Jail term for Nintendo pirate Gary Bowser was "unique opportunity" to set example, court documents reveal

Court documents detailing the sentencing of Nintendo game pirate Gary Bowser have shed new light on how his 40-month sentence was designed to deter others from similar crimes.

Back in February, Bowser was told he would serve 40 months behind bars – more than three years – after pleading guilty to his part in the distribution and sale of piracy-enabling devices.

Now, newly-detailed documentation dug up by Axios and Kotaku has revealed how Nintendo’s lawyers and US district judge Robert Lasnik discussed Bowser’s jail time as a means to set an example – even as Bowser’s own lawyers argued his physical health was at risk, and argued that Bowser had already spent 16 months locked up awaiting trial.

Bowser’s lawyers noted how their client had lost 90 pounds while in prison as he had been unable to seek treatment for a leg condition which required regular treatment and had left him in a wheelchair.

“This is a picture of a typical cell at the detention center at SeaTac,” Bowser’s lawyer explained to the judge. “Two people live in this space.
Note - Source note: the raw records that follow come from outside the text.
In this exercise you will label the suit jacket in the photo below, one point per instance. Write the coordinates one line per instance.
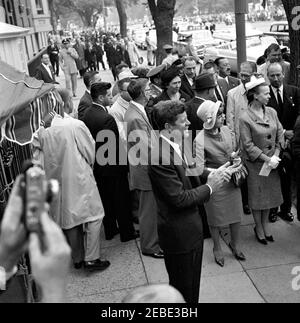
(191, 110)
(260, 136)
(85, 103)
(178, 200)
(291, 106)
(43, 75)
(296, 142)
(233, 82)
(186, 87)
(138, 121)
(97, 120)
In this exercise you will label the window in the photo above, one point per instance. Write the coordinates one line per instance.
(281, 28)
(39, 7)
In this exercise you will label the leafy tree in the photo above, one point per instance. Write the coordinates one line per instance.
(163, 12)
(293, 16)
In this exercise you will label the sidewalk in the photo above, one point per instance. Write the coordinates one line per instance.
(265, 277)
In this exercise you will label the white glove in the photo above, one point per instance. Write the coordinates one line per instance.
(274, 162)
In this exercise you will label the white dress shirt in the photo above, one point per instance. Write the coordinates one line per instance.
(48, 70)
(275, 91)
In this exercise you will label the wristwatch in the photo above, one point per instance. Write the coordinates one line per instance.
(5, 276)
(2, 278)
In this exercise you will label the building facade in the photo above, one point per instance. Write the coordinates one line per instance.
(33, 15)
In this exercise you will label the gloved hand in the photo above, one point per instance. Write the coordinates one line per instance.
(274, 162)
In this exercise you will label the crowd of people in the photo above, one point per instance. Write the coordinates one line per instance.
(165, 147)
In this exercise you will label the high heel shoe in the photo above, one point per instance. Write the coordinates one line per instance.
(219, 260)
(270, 238)
(262, 241)
(238, 255)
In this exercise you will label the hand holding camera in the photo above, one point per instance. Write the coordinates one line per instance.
(274, 162)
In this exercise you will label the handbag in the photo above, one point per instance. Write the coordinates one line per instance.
(239, 177)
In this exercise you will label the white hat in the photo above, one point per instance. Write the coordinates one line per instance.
(254, 82)
(126, 74)
(207, 112)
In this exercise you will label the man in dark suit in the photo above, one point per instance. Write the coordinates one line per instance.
(224, 70)
(86, 102)
(110, 175)
(140, 130)
(204, 90)
(187, 80)
(45, 71)
(285, 99)
(179, 222)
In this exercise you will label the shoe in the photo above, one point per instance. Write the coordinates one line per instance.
(289, 217)
(134, 236)
(96, 265)
(78, 265)
(273, 215)
(247, 209)
(219, 260)
(157, 255)
(238, 255)
(262, 241)
(270, 238)
(110, 236)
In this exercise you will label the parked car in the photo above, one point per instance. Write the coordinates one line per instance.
(256, 46)
(202, 39)
(280, 30)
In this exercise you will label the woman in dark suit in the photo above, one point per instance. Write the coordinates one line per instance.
(262, 138)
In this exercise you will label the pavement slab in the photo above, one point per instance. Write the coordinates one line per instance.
(126, 271)
(276, 283)
(285, 249)
(231, 288)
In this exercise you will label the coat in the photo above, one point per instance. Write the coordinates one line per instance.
(186, 87)
(178, 200)
(291, 106)
(138, 121)
(43, 75)
(68, 153)
(98, 120)
(68, 59)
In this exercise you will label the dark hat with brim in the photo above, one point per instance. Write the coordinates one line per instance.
(204, 81)
(166, 47)
(168, 76)
(100, 87)
(157, 70)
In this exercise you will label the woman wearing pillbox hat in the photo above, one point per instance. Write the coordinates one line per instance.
(171, 84)
(214, 147)
(261, 140)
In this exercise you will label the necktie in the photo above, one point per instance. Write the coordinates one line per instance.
(279, 99)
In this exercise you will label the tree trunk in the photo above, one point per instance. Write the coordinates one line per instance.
(163, 14)
(122, 17)
(53, 16)
(292, 9)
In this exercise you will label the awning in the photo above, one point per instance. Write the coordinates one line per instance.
(24, 103)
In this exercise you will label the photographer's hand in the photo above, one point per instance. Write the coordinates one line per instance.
(13, 235)
(50, 268)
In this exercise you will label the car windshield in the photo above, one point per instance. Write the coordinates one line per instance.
(256, 41)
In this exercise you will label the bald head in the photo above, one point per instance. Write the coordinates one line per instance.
(275, 75)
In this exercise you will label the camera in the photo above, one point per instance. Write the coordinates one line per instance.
(36, 191)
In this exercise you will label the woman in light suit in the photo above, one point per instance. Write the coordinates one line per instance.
(261, 140)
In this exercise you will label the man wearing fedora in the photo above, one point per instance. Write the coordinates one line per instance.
(171, 57)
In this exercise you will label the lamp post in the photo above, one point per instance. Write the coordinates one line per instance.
(241, 10)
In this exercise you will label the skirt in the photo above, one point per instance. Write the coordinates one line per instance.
(264, 192)
(225, 206)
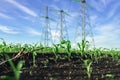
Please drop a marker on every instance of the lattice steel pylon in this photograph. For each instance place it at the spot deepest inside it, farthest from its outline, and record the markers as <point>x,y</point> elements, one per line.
<point>47,37</point>
<point>61,26</point>
<point>84,28</point>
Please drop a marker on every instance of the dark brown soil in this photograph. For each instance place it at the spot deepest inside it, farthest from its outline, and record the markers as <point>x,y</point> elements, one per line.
<point>47,68</point>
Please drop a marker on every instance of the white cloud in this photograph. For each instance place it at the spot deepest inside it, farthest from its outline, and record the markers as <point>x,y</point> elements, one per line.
<point>8,30</point>
<point>5,16</point>
<point>108,36</point>
<point>32,31</point>
<point>113,10</point>
<point>21,7</point>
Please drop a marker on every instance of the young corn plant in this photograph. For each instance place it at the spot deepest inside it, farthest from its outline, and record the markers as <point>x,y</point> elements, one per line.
<point>87,64</point>
<point>67,45</point>
<point>16,70</point>
<point>55,51</point>
<point>82,47</point>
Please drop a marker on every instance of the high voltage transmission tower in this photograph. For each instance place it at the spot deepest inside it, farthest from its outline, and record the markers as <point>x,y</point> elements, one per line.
<point>47,37</point>
<point>84,27</point>
<point>61,26</point>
I showed this to Mr. Bowser this morning – because this is not his cell – and he said, ‘Well, you know, I’m in a somewhat special cell. Mine is about 18-inches wider because it’s a special cell to accommodate the wheelchair that I was using much of the time, and I get the bottom bunk because of my problem.’ But there are two people here. For six months of the last 16 months, he has been locked in this sized cell, plus 18 inches, for at least 23 hours a day. During the height of Covid, they only let people out every three days to go out to take a shower for maybe a half an hour and come back.”